I know this whole part of the column was tremendously geeky, but some of us still take our wrestling championships kind of seriously. I usually don’t, but that one is a particular pet peeve of mine.

2. SHANE MCMAHON OFFENSE!

So we’ve hit the physical part of the AJ Styles/Shane McMahon feud. Shane feuds always get interesting around this point because he starts beating people up and the results are usually hilarious.

Shane “Money” McMahon going crazy with the rabbit punches on unsuspecting people. It’s great for all the wrong reasons. AJ Styles got some of this treatment on Tuesday night & the results were about what we expected.

All sorts of weird stuff going on here. The vertical suplex by Styles into the barricade was pretty nice. Another staple of Shane’s offense is the elbow drop through the announce table, which he hits with varying results. He didn’t exactly hit Styles this time, but he did hit the table & the camera angle was good enough to make it not look terrible.

3. Aren’t Exposed Turnbuckles Disqualifications?

Tony Nese & T.J. Perkins had a nice little match on 205 Live with lots of well executed spots & maneuvers. They were on point, but the finish left something to be desired.

See, everybody knows that using the steel rod uncovered by an exposed turnbuckle in front of referees leads to disqualifications. It’s one of the first rules every wrestling fan learns. That’s why referees are supposed to fix them when they have an opportunity to do so, and it’s why the bad guy will attempt to ram their opponent into it when the referee is distracted by something else, knocked out or otherwise indisposed. The referee can’t call what he didn’t see. This referee saw Nese suplex Perkins into the exposed steel turnbuckle, and should have disqualified Nese for this offense. He did not.

4. Mustafa Takes A Header

I like what I’ve been seeing from Mustafa Ali. He’s the kind of cruiserweight that would have fit right in with the crazy flipping guys back in the day. He does some amazing things and had a great match with Neville this week on 205 Live. I think there was one move he was feeling a bit more than the others the next morning…

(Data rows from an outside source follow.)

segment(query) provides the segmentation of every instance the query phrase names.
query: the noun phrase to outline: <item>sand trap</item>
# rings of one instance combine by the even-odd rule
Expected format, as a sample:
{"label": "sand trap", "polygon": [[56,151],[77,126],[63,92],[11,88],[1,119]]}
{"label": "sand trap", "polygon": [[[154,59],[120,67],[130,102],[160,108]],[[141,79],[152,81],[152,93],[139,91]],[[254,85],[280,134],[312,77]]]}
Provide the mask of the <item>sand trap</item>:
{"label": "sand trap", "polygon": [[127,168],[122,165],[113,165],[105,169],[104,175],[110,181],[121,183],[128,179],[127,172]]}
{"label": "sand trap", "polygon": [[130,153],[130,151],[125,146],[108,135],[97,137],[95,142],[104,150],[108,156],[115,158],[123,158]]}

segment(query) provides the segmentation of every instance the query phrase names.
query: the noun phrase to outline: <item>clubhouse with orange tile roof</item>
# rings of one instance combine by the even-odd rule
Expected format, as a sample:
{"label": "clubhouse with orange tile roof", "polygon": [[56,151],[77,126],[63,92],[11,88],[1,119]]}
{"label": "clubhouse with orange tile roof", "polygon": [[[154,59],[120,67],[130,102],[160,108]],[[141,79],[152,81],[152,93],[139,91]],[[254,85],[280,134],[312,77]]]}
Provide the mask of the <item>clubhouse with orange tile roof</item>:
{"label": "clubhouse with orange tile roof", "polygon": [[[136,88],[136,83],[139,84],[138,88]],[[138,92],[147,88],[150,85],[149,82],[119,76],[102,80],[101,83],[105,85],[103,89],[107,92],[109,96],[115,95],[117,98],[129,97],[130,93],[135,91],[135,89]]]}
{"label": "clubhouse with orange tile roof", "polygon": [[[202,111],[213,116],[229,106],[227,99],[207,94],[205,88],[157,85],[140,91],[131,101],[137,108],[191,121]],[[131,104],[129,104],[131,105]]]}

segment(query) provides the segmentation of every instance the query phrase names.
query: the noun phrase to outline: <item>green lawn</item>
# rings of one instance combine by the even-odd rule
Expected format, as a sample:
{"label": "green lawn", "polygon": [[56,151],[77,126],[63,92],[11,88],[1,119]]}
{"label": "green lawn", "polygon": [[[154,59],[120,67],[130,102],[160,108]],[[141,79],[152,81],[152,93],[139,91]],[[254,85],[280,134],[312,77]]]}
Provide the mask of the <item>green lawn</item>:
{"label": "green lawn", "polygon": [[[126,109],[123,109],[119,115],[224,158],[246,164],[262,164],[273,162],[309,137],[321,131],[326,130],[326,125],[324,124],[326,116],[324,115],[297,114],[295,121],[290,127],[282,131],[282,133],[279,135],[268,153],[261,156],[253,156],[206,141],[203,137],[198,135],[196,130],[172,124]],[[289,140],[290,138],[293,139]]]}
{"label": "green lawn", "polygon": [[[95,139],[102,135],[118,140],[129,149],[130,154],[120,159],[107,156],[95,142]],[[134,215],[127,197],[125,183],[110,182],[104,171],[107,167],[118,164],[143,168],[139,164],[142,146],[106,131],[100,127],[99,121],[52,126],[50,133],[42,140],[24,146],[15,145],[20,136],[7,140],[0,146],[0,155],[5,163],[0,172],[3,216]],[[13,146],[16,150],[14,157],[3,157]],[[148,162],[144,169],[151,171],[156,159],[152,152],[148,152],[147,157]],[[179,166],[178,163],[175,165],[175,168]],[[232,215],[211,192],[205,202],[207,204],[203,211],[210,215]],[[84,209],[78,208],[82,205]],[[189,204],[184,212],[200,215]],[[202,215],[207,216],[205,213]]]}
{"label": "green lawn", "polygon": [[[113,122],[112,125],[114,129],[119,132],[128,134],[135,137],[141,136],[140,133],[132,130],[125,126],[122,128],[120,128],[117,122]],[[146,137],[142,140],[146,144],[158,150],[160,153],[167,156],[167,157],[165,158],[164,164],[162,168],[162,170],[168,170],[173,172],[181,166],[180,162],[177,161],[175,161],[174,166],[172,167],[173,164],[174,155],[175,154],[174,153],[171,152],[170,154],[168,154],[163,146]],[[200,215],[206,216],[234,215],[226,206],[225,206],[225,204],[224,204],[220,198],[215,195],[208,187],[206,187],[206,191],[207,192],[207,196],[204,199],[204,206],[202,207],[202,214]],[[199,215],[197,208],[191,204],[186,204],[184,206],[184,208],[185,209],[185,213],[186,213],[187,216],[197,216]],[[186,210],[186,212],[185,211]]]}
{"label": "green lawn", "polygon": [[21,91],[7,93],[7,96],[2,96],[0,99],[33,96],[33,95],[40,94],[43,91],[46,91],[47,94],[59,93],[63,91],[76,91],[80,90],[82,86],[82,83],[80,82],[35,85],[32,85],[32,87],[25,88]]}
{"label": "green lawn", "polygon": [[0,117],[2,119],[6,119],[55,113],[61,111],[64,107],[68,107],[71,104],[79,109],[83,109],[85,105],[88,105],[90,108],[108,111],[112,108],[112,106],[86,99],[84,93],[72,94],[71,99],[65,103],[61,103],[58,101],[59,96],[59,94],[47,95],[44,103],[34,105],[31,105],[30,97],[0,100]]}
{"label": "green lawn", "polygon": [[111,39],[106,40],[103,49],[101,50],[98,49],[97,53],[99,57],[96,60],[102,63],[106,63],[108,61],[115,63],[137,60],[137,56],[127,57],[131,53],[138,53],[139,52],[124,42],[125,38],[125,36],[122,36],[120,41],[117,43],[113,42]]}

Around the 3:34 mark in the video, Neville German suplexes Ali off the top rope & Ali lands face-first. On the non-clipped version on WWE Network they show the slow-motion replay to let you know that dude landed right on his face. Holy ouch. The cruiserweights are starting to take more risks in order to stand out from the crowd, & Ali is one of the guys at the forefront of that effort.

5. Rebel vs. ODB

I like Rebel. She seems like good people. She’s cosmetically pleasing. I had a feeling that her match with ODB would provide something for this column though, and after watching it I’m not quite sure what to narrow it down to.

1. Rebel’s belt somehow gets broken, which is always bad but especially bad during an ODB match.

2. The TKO finishing the match looked like no TKO I had ever seen before.

3. The Earl Hebner interaction with both ladies was complete garbage and indefensible on any wrestling show in any era, much less 2017. We don’t really cover booking botches here, but that merits mention for sure.

If this is the direction the Knockouts Division is heading in, we should have plenty of material for the next few months.